Be very careful of charlatans and quacks. Especially those that say they have the answer for what ails you.

Peer review is usually rubbish anyways. Silverstein hosted 4 seminars in the last 2 years chock full of patients speaking about their experience and people living in the east coast should have gone and nitpicked what exactly had improved for them and where the failures were at.
 
A new Silverstein Institute video on the hyperacusis surgery with patients who have undergone the procedure.

The seminar was held on 7 December 2017 and includes some patients who have appeared in previous videos and also some new patients who have not appeared before.

 
Last edited:
A new Silverstein Institute video on the hyperacusis surgery with patients who have undergone the procedure.

The seminar was held on 7 December 2017 and includes some patients who have appeared in previous videos and also some new patients who have not appeared before.


Reinforcing the stapes is what @japongus talked about earlier in this thread, right? When he shows the video clips of before and after he says "This was one of our first patients", does he mean the first patient who had this exact procedure or does he imply that everyone who's done the reinforcement of the round and oval windows also had their stapes reinforced? I'm guessing the former since this seems to be a new thing entirely.

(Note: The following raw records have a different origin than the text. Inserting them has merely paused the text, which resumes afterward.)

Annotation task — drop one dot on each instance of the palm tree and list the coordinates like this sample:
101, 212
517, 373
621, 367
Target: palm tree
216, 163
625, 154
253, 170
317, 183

Edit: scratch that. I see now he's talking about 7 patients having reinforced stapes.
 
The latest Silverstein lecture was very interesting. I emailed the organizer before the conference to try to get him to figure out if the patients had been complaining of sudden sounds. I watched the video a month ago or so and seem to recall that they kept mentioning sudden sounds, so maybe there's a small chance he asked them specifically about it. Maybe my memory's just fantasizing and doing a sort of confirmation bias though. However I also remember that they didn't specify whether they were actual vibrations inside the ear, like in my case, and in fact 1 or 2 patients even went on to say that their issues were sudden sound weren't inside the ear and in the form of a vibration at all. Anyway, I'll watch the video sometime again in the future.